Rebecca’s Reel Hints: A Time to Give

After hearing amazing stories on the news the other night about people who gave their time and money to local charities, I felt guilty for not doing more – especially in this season. No matter what you celebrate this month, many of our traditional celebrations focus on giving. I have active children and a busy schedule, and wondered how I could give more.

As I was pondering this, I realized how much I was already giving and how many opportunities there are for someone with my genealogical skills and interests. I thought back to the time I served at the local LDS family history center, the lectures I had given pro-bono for local groups, the cemetery indexing and photographing project I had been involved in, time spent talking to new genealogists about their projects and offering advice, and the regular meetings of an online genealogical educational group I help with (http://progenstudy.org/). While I don’t have the ability right now to work in a soup kitchen or help build homes, I still lend my time and expertise voluntarily.

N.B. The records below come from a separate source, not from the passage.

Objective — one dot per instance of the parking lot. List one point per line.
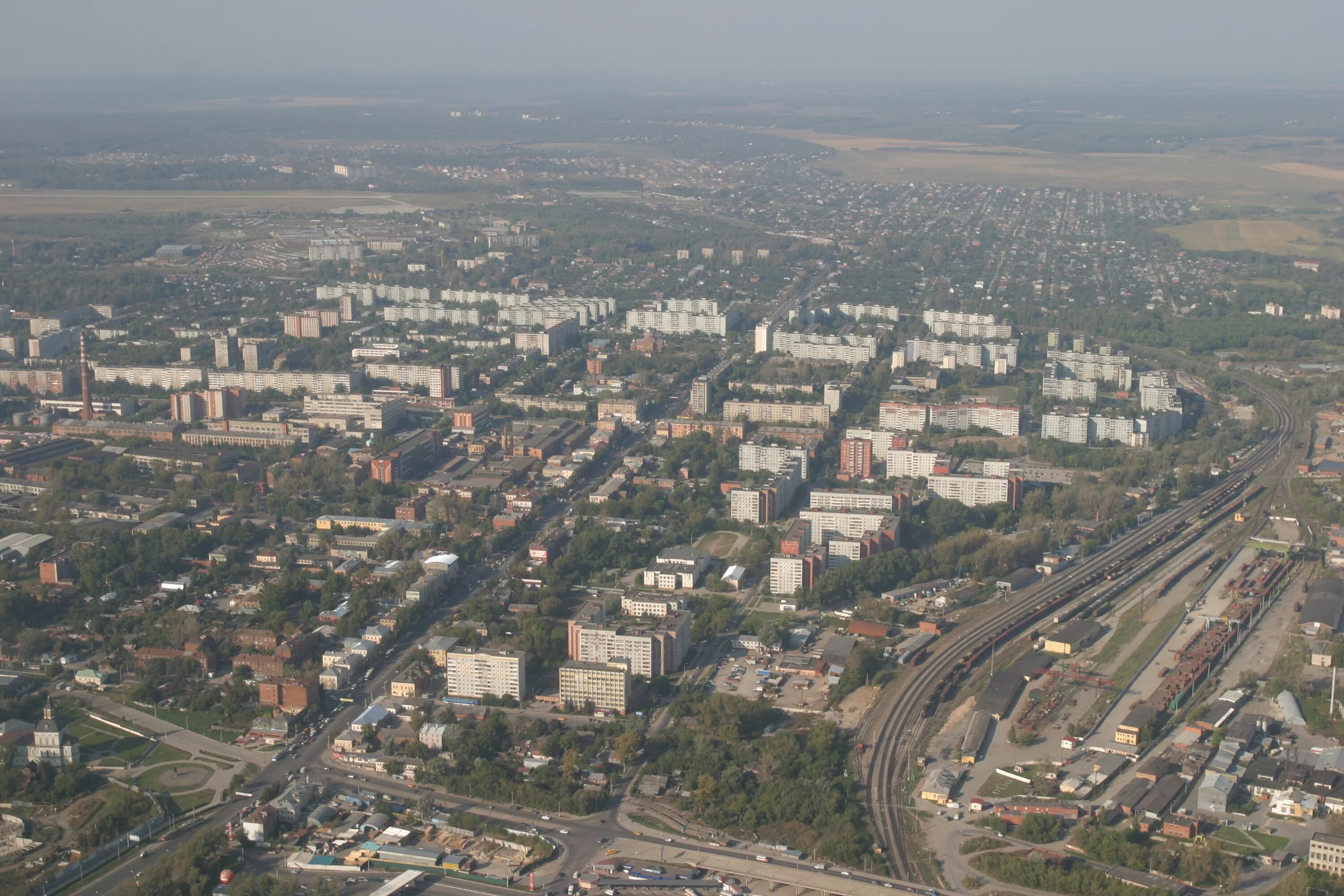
(752, 676)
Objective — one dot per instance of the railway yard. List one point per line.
(1172, 601)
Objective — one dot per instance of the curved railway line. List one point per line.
(909, 711)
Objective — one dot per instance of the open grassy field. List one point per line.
(175, 778)
(167, 753)
(181, 804)
(1279, 237)
(1221, 172)
(76, 202)
(718, 543)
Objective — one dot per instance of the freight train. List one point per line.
(1211, 511)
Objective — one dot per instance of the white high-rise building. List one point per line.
(771, 457)
(475, 673)
(1069, 390)
(850, 524)
(902, 418)
(1066, 425)
(764, 338)
(908, 464)
(851, 500)
(976, 491)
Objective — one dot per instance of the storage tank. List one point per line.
(1291, 708)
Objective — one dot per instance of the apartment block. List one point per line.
(753, 457)
(654, 650)
(812, 347)
(701, 396)
(54, 345)
(904, 418)
(554, 339)
(306, 326)
(314, 382)
(64, 320)
(1004, 421)
(475, 673)
(849, 523)
(964, 324)
(607, 685)
(1069, 390)
(257, 354)
(859, 312)
(226, 351)
(167, 378)
(976, 491)
(585, 311)
(1066, 424)
(1082, 366)
(646, 605)
(853, 500)
(432, 315)
(791, 574)
(432, 377)
(882, 440)
(855, 460)
(41, 382)
(796, 539)
(1000, 358)
(207, 405)
(377, 413)
(777, 413)
(408, 460)
(909, 465)
(682, 323)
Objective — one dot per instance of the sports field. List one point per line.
(719, 544)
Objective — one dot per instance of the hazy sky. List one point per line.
(633, 43)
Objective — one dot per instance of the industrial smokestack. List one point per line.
(86, 413)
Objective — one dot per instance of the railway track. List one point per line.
(906, 714)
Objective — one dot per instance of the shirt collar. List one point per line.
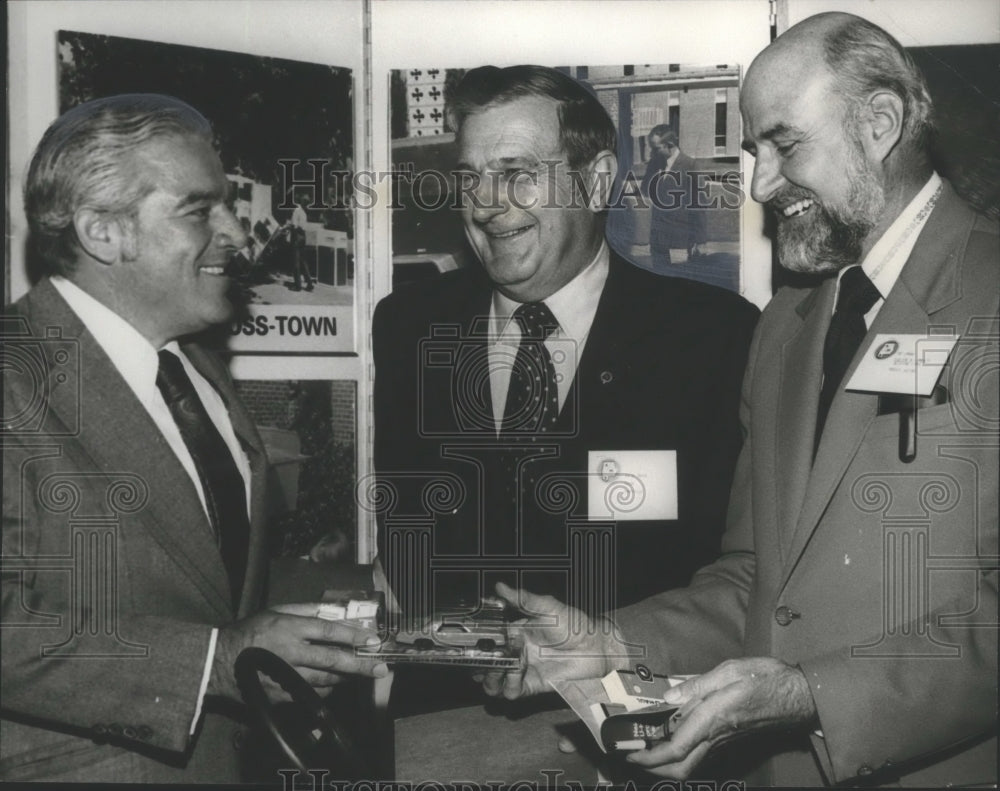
(129, 351)
(888, 255)
(574, 305)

Are you interested in giving back to the genealogical community? Let me tell you about some of my favorite places, and maybe you will find a project that fits your schedule and interests:

  • www.DeadFred.com. This is literally genealogical treasure hunting. When people find old photos or even family bibles that are thrown away or sold at swap meets and antique shops, they “rescue” them and put them up on this site, looking for a home. You can go there to look for your own long-lost relatives or put up some photos you have found.
  • www.USGenWeb.org. This is a hub for state, county, and town sites created and maintained all by volunteers. Contact the site manager of a town or county you are interested in to see if there are projects you can help with. When I did it, I was sent a few pages from an old index to re-type. I re-transcribed them into a word document, sent it back to the site manager, and it became a new online resource for out-of-town researchers.
  • www.FindAGrave.com. A great project for your family, church group, scout troop, or genealogical society. Volunteers photograph headstones and monuments from a cemetery and put them up on this site. You can submit one photo that you already have or hundreds taken by yourself and friends on a sunny afternoon. Check with the local sextant or cemetery manager if you plan to do a whole cemetery to make sure you would not be interfering with any funerals.
  • FamilySearch Indexing. The LDS Church is famous for their microfilm collection and they are organizing an ambitious project to digitize and index these valuable resources. Check out https://www.familysearch.org/volunteer/indexing. There is an online tutorial to teach you how to index, and lots of help along the way.
  • www.worldmemoryproject.org. Ancestry.com and the Holocaust Memorial Museum have partnered to create the world’s largest online resource for information about victims of the Holocaust. Thousands of volunteers worldwide have added 873,000 records that are now searchable. Contributing is free and easy to do for anyone with a computer and a few hours to help.

There are so many more ways to use the talents you have as a genealogist to give back to others and encourage a love of family history, I wish I could name them all here. If you know of a special group or project, or just want to tell about a giving experience that you have had, write us and let us know.

This holiday season, celebrate random acts of genealogical kindness. After all, not every gift can be wrapped with a bow.